In the realm of royals and regal place names, there is often some overlap between the individuals and the locations they own or originate from.
So, it’s not surprising there is sometimes confusion between the people themselves and the palaces or estates that share their names.
Why Are Royals Named After Places?
This pattern of royals and nobles taking the name of their family seat or aristocratic title is an age-old tradition which dates back to the earliest times of fledgling kingdoms and the burgeoning aristocracy.
As the feudal kingdoms began to formalise into more established royal lineages, the ruling monarchs would often use the name of their main residence or their greatest estate as the founding name of the royal ‘house’.

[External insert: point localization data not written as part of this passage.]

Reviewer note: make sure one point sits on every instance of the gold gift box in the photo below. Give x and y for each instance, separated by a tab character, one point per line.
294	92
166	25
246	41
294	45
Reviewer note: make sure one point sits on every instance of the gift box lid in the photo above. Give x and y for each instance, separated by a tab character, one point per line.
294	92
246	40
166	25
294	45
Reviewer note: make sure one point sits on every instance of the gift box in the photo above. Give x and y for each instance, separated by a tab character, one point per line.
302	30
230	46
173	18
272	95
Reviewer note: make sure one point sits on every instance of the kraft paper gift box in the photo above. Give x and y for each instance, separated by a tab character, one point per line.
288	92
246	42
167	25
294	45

In royal terms, a House is not a reference to a particular property but rather to a family line, a dynasty or lineage. When a new family acquired the throne, it became customary to give a formal name to the new royal lineage, and it would become known as the House of Bourbon or the House of Hapsburg, for example.
These names were usually chosen to represent the origin of the monarch, which is why many royals are named after places. In some cases, the name would also reflect a noble title, though these would themselves usually originate from a geographical region or a family estate or castle.

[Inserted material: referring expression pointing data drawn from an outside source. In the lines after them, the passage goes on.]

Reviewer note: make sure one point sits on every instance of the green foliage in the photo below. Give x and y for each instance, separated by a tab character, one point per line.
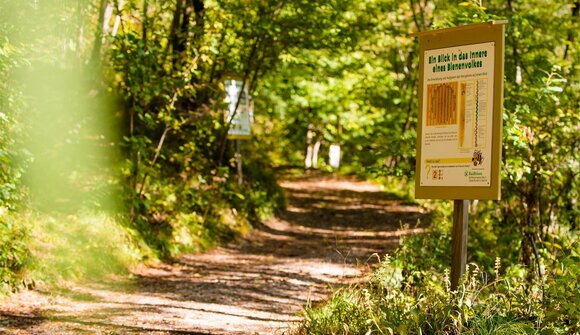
14	251
408	295
90	246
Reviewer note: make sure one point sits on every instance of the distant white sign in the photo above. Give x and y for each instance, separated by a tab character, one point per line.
240	119
334	155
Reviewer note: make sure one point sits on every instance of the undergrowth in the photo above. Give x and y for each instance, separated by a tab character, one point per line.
409	293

In the example of the House of Bourbon, this famous line of legendary French kings originated from the marriage of a French Prince into the Lordship of Bourbon. It’s believed this noble title originates from a medieval town called Bourbon-l’Archambault.
So, in this instance, the House of Bourbon is named after a noble title that itself evolved from a place name or a castle, possibly both.
Royal Surnames & Ancient Forenames
There is another popular tradition within the sphere of royal surnames, and that’s the practice of naming a royal house after one of the earliest members of the most notable family line.
One ancient and enduring example is that of the Grimaldi Family of Monaco, the ancestors of the current sovereign Prince of Monaco, Albert II, or to use his full name; Albert Alexandre Louis Pierre Grimaldi.
The Grimaldi Family name dates back to the early 12th century and an individual named Grimaldo Canella, the son of a Genoese Consul and noblewoman.
Over the centuries that followed the life of Grimaldo Canella, his descendants rose in stature and significance, ultimately attaining the throne of the principality of Monaco. During this time, the forename of Grimaldo evolved into the surname Grimaldi, likely as a result of the original bearer’s son being called Grimaldi to reflect his position as ‘son of Grimaldo’.
This adoption of forenames for the surnames of ancestors is a common feature in the evolution of all kinds of names, not only royal ones. For example, names such as Robertson, Richardson, Jackson, Jameson, Anderson etc all reveal clues as to their origin and the fathers and sons who established the new version of the surname.
Places Named After Royals
In a curious twist in the trend of royal names and places, it’s not just the people who take their names from the location or estate – sometimes it happens the other way around.
There has long been a trend of naming places after royals. For many of the past centuries, kings and queens around the world have been much loved and respected by their subjects.
As a display of respect and support for their monarchs, loyal subjects would opt to christen new places in honour of their sovereign or to commemorate certain members of the royal family.
One iconic example of this is the famous Elizabeth Tower in London. This familiar landmark on the London skyline is the clock tower of the Palace of Westminster on the banks of the River Thames, perhaps best known for the name of its famous bell, Big Ben.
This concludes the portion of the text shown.